When you are done, the Kiev Compound Butter and panko crumbs should be completely encased in the chicken breast. Roll it tightly so that it will remain in place. Set the completed rolled chicken breast aside. Repeat the rolling process with the rest of the chicken breasts (2-4). When all of the chicken breasts are rolled, chill them in the refrigerator for 2 to 3 hours or even overnight. Remember that the chicken is still raw. Place it low in the refrigerator to avoid any Cross Contamination.

When ready to continue with the preparation, place the Egg and Milk mixture in a shallow bowl like a pie pan, a shallow serving bowl, or glass bakeware. Pour 2 cups of Panko Bread Crumbs in a different but similarly shaped low bowl or dish. We will be breading the rolled chicken breasts in both mixtures, so they should have decent side walls but also be easily accessible.

Before doing the breading, it is a good idea to begin heating your sautoir, skillet, frying pan or saute pan. Pour the Vegetable Oil into your pan and set the burner to Medium High Heat. You will want to watch for the Visual Clue of the oil’s smoke to indicate that the oil has reached its Smoke Point before beginning the Pan Frying.

When the oil is approaching its smoke point, begin the breading process. You want to time it correctly so that the breading doesn’t sit too long get soggy before going into the pan. Unwrap the Chicken Breasts from the plastic wrap.

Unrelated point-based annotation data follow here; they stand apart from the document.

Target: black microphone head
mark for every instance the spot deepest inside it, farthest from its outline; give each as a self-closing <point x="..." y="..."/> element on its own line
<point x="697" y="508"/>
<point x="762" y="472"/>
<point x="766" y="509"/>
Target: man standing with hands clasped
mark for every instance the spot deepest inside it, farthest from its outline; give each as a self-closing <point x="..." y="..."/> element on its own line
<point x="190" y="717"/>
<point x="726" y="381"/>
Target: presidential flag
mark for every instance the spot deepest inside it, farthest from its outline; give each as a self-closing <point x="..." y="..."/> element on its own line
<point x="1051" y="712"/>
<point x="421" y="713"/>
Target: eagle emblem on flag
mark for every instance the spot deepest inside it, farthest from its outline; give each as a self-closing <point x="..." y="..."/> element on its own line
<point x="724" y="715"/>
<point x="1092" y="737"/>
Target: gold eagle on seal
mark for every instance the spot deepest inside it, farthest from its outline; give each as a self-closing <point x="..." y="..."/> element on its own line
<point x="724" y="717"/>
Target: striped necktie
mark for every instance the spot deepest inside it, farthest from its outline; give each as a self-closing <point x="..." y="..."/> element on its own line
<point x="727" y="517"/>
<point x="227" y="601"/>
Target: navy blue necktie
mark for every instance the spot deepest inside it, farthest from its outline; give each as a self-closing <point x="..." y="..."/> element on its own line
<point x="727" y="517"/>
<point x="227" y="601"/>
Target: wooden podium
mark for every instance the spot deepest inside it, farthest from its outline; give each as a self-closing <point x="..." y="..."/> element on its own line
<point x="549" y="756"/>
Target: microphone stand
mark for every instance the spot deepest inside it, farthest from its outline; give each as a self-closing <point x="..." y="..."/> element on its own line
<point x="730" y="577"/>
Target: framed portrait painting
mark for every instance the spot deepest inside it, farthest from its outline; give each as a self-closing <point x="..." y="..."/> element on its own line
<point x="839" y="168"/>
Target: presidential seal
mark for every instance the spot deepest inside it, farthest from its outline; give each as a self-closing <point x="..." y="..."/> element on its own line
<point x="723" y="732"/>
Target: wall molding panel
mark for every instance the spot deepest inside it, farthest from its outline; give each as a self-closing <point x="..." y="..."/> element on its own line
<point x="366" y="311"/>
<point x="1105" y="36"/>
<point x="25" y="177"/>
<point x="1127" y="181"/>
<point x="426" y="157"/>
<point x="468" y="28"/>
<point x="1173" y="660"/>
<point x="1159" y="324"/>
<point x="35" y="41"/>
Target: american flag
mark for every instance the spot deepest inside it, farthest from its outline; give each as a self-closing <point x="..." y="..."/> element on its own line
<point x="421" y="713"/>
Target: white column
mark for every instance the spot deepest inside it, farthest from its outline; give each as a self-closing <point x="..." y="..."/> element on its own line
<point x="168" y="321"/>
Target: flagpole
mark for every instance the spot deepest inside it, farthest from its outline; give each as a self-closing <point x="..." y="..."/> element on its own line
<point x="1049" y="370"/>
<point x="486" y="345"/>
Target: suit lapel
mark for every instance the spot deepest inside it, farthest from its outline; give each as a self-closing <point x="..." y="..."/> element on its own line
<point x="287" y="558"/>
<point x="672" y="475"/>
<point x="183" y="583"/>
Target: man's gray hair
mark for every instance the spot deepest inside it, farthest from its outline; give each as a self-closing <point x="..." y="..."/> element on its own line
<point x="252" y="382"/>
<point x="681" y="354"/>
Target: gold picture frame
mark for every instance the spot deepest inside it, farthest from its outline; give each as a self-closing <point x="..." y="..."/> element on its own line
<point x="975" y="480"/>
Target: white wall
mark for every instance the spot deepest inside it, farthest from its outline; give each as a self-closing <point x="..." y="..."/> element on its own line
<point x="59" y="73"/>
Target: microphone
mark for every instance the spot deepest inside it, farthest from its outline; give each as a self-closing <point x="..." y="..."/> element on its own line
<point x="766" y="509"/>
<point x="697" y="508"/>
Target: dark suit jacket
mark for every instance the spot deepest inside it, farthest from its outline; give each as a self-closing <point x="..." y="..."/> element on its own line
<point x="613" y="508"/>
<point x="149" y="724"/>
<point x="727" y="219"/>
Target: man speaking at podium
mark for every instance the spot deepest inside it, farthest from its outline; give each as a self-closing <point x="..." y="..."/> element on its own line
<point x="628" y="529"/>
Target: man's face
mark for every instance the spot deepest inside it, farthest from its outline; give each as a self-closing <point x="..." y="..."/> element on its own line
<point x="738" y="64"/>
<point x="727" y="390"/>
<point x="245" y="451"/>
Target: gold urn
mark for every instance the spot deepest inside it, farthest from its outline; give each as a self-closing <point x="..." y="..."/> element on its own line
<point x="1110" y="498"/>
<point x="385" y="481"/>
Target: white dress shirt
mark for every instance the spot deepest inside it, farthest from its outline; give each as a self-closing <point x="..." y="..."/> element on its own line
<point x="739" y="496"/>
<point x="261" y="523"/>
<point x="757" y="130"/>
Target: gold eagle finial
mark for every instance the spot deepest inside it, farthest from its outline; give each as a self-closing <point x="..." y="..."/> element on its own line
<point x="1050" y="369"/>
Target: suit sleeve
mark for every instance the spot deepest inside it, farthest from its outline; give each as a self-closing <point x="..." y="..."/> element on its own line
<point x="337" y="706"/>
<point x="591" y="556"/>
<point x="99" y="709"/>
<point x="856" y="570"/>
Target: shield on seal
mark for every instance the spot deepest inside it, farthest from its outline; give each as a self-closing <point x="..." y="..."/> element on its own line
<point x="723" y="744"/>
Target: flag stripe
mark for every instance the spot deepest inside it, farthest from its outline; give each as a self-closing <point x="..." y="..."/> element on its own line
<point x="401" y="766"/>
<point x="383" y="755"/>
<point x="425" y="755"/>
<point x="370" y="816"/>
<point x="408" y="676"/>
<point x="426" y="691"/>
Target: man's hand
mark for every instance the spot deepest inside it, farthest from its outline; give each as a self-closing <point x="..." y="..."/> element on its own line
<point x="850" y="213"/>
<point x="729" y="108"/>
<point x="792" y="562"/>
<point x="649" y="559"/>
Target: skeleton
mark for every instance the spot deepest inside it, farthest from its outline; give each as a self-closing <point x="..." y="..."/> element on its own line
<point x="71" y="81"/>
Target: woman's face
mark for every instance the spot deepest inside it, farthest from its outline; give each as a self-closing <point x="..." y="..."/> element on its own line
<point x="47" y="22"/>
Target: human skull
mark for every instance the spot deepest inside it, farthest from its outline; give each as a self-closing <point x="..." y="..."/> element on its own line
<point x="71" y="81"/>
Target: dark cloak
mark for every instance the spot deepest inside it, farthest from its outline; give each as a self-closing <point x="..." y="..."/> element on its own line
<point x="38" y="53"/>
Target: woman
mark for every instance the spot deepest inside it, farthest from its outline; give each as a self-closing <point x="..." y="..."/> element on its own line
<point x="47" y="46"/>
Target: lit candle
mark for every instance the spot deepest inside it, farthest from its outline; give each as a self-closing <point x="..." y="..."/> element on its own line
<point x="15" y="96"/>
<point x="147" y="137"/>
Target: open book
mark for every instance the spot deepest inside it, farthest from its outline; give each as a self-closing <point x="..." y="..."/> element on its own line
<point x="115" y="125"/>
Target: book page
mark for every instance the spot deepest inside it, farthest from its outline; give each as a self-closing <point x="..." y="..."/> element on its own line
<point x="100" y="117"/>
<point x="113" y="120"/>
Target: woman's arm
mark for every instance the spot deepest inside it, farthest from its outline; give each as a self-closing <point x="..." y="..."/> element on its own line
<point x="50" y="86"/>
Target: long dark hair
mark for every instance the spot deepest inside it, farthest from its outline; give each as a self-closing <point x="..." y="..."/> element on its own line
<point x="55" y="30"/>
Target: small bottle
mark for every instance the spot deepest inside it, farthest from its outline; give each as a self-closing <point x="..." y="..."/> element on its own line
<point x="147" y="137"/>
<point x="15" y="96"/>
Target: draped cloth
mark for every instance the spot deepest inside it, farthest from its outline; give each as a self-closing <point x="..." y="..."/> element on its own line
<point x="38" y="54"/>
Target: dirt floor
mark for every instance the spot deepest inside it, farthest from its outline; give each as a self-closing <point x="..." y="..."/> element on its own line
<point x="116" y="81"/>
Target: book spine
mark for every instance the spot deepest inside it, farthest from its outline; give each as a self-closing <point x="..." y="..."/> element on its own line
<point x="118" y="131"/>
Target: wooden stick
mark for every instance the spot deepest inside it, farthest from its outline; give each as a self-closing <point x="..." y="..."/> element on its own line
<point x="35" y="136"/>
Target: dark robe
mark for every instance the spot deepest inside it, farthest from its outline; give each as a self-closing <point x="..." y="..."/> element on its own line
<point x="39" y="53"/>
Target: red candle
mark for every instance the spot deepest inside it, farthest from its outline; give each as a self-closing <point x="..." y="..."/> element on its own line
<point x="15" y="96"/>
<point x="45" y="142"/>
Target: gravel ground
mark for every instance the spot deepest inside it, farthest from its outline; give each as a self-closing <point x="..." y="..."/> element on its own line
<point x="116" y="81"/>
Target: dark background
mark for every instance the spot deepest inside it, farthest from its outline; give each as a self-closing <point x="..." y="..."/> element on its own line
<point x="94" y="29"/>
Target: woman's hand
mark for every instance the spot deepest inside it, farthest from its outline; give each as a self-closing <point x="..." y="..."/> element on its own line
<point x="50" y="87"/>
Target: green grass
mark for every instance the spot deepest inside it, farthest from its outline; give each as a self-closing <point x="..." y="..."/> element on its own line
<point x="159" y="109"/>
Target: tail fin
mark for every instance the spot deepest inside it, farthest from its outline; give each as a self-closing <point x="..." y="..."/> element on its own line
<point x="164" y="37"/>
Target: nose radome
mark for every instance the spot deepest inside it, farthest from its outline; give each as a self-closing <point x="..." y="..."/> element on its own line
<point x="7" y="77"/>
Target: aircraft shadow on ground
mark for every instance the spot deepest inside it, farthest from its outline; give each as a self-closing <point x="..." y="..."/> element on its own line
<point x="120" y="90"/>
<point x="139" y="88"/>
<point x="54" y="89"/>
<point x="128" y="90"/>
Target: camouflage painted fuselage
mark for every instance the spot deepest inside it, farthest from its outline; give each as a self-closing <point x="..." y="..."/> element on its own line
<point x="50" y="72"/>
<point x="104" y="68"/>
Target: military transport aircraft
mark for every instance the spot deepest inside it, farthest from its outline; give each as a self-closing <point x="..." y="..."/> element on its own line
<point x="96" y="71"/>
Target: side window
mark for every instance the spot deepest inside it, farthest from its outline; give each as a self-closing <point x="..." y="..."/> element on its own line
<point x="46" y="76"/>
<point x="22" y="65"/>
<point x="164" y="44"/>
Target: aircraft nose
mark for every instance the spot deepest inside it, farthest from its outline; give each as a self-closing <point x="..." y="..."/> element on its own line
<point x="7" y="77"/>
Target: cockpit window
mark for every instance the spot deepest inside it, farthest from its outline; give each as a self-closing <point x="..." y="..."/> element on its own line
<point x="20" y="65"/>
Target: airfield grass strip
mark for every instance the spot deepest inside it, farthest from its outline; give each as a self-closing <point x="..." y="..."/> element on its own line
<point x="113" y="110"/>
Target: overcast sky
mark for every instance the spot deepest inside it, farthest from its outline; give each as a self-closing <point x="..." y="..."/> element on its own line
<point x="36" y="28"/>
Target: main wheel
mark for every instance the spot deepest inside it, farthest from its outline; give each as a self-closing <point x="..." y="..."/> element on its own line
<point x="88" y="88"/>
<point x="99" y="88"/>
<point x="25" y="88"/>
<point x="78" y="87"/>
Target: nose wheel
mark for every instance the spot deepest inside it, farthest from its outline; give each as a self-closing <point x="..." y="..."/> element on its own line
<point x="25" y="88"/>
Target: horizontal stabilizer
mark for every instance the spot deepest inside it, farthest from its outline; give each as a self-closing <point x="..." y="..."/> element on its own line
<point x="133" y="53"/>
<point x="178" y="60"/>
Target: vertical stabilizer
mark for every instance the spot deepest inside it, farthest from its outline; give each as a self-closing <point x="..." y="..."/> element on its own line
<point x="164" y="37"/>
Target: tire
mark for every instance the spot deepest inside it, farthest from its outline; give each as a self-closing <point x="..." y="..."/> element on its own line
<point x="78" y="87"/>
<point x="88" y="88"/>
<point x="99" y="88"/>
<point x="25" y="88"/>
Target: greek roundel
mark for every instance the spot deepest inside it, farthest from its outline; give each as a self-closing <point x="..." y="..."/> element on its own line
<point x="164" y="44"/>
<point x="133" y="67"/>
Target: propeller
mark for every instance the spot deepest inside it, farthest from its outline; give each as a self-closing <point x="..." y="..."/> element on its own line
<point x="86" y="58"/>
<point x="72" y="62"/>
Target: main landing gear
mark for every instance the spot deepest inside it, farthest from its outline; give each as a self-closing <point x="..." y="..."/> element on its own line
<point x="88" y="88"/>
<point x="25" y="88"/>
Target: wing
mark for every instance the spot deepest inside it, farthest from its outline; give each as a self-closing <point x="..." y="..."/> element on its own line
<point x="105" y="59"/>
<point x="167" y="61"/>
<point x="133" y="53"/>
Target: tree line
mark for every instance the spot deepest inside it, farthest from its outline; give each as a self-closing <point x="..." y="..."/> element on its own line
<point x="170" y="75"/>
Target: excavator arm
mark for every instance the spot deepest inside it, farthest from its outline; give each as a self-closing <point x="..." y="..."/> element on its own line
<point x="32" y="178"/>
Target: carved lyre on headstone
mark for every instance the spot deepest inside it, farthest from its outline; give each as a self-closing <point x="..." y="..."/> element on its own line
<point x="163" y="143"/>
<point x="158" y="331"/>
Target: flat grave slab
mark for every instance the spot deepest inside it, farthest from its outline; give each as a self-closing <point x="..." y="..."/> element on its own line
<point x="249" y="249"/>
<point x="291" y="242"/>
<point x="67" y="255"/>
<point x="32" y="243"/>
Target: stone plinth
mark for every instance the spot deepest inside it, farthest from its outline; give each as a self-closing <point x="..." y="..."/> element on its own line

Dip the first breast in the egg mixture. Get them nice and moist before letting the egg wash drip back into the bowl/plate. Move the coated breast over to the bread crumbs. Roll the chicken breast in the Panko. Gently (and carefully) place the breaded chicken breast in the hot vegetable oil with the seam-side down. Push the Chicken away from you as you put it in to force the wave of displaced oil away from you, not towards you. 

Pan Fry the breast about 4-5 minutes on each side, until golden brown. If you want to double check their doneness, use a meat thermometer to check the Internal Temperature. The thermometer should read 165° F to 170° F (74° C - 77° C).

When it is cooked, gently remove the chicken breast from the pan with tongs and place it on a cooling rack standing over a sheet pan (to catch any dripping oil). Repeat the same process with the remaining chicken breasts. Allow the final one to drip off excess oil for 5 to 10 minutes before plating them for service. Depending on how long your pan-frying takes, you may want to Hold the chicken breasts warm in the oven either as they drip dry on the cooling rack or after each has finished exuding excess oil.